When the Channel Tunnel Rail Link finally chose its London terminus in the late 1990s, after years of indecision, the choice fell on St Pancras. The 800-million-pound restoration that followed extended the train shed northwards with a flat-roofed addition to accommodate the 400-metre Eurostar trains, opened up the undercroft for shops and restaurants, refurbished the Midland Grand Hotel as the St Pancras Renaissance, and reinstalled an exact replica of the original station clock by Dent of London. Queen Elizabeth II reopened the station on 6 November 2007 with Prince Philip beside her, watched by the Royal Philharmonic Orchestra and the singer Katherine Jenkins. There is a small footnote here. The original 18-foot Dent clock had been sold in 1978 to a wealthy American collector for 250,000 pounds, but it was accidentally dropped during removal and shattered on the platform below. A retiring train guard named Roland Hoggard bought the pieces for 25 pounds, carried them in batches to his Nottinghamshire farm, and patiently reassembled them in his barn, where the rebuilt clock kept good time for decades. When Dent recreated the new clock for the 2007 opening, they used Hoggard's resurrected original as their template. He was invited to the reopening to watch the new clock take its place exactly where the old one had stood.
St Pancras feels different from other London termini. The signs are bilingual in English and French, which is unusual for an English station. Passengers cleared by French border police on the upper concourse step from London directly into the Schengen zone without further checks at the Paris end. Paul Day's 30-foot Meeting Place statue stands beneath the station clock, two enormous bronze lovers locked in greeting or farewell - a piece many Londoners initially loathed and have since reluctantly grown fond of. A 95-key piano sits on the upper concourse, free for anyone to play, and people do; some of them have turned out to be Elton John, who showed up one morning in 2016 and sat down at the keys. Outside the building's western flank, the British Library houses the largest collection of books in the world. To the north and east stretches the redeveloped King's Cross Central, once a wasteland of derelict railway lands, now home to Google's UK headquarters and a public square called Granary Square that throws fountains in summer. Behind the western wall of the station the old Midland Grand Hotel reopened as a five-star hotel in 2011. Scott's red-brick spires still rake the London sky. The Furious Mrs Fawcett would be pleased.

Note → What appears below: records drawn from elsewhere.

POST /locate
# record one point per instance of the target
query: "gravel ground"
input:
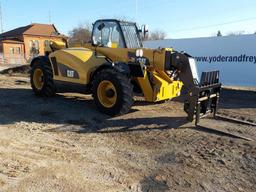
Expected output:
(64, 144)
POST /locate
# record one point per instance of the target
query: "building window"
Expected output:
(18, 50)
(34, 47)
(11, 50)
(46, 43)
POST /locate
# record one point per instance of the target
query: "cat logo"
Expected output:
(70, 73)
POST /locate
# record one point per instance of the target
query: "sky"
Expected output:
(177, 18)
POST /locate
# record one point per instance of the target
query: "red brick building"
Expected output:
(19, 45)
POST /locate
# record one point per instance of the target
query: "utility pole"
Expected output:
(50, 17)
(1, 18)
(136, 10)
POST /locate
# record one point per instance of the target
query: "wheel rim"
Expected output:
(38, 78)
(106, 93)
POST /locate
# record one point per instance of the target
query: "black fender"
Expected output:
(43, 58)
(120, 67)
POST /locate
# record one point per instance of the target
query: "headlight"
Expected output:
(139, 53)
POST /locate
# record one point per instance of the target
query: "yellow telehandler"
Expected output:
(115, 65)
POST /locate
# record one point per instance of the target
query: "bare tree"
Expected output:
(80, 35)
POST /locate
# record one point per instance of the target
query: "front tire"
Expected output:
(41, 78)
(112, 92)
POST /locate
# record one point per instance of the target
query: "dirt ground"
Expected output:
(63, 144)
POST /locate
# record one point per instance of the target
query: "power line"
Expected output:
(215, 25)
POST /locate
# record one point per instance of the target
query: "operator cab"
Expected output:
(116, 34)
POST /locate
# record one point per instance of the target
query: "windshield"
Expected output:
(131, 35)
(107, 34)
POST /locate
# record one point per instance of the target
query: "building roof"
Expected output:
(32, 29)
(12, 41)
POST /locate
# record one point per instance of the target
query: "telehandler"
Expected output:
(115, 65)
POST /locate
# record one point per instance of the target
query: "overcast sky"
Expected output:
(178, 18)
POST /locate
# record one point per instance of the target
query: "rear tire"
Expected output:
(112, 92)
(41, 78)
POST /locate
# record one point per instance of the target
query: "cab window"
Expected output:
(107, 34)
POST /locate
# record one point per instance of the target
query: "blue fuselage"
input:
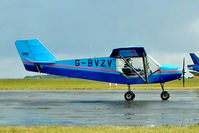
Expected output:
(102, 69)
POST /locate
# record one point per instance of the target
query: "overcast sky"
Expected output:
(168, 29)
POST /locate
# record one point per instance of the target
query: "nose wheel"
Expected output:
(129, 95)
(164, 95)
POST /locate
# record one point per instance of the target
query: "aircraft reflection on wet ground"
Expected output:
(97, 107)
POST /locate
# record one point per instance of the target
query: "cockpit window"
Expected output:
(125, 66)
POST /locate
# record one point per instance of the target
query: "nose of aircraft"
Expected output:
(170, 72)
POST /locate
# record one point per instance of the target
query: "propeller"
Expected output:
(183, 72)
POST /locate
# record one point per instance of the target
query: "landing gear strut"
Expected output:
(164, 95)
(129, 95)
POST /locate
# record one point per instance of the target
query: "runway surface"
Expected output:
(98, 107)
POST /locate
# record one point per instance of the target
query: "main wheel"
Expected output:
(129, 96)
(165, 95)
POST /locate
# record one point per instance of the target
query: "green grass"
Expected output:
(99, 129)
(73, 84)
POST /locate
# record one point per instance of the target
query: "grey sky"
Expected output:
(168, 29)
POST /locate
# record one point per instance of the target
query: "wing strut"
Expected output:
(145, 67)
(133, 69)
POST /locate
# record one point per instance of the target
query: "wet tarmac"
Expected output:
(98, 107)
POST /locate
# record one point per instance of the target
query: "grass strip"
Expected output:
(99, 129)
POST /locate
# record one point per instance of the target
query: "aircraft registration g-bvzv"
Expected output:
(128, 65)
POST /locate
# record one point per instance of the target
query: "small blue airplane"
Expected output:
(128, 65)
(194, 68)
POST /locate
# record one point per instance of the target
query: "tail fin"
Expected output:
(194, 58)
(33, 53)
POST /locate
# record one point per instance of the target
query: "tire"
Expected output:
(129, 96)
(165, 95)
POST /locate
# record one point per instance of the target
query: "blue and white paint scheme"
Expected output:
(143, 69)
(194, 68)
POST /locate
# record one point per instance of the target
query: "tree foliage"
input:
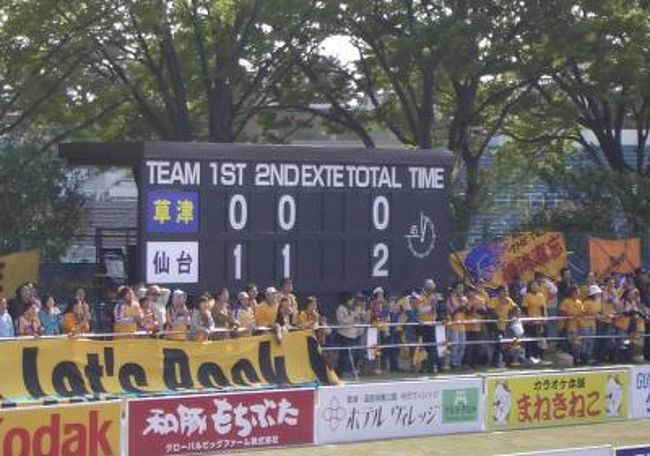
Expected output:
(39, 201)
(435, 73)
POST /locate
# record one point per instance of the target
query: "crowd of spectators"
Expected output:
(466, 326)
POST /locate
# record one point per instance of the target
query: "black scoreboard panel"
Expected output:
(215, 215)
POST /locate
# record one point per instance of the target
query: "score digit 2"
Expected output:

St Pancras International sits at approximately 51.5308 degrees north, 0.1252 degrees west, on the north side of Euston Road in the London Borough of Camden. From altitude the Gothic Revival hotel facade is unmistakable - look for a red-brick block with a 100-metre clock tower, immediately west of King's Cross station and its more modern semi-circular concourse. London City Airport (EGLC) is roughly six nautical miles east; London Heathrow (EGLL) about thirteen nautical miles west. The British Library lies immediately south-west of the station, with the Eurostar tracks emerging eastwards toward Stratford and the Channel Tunnel. Best viewing altitudes are 1,500-3,000 feet.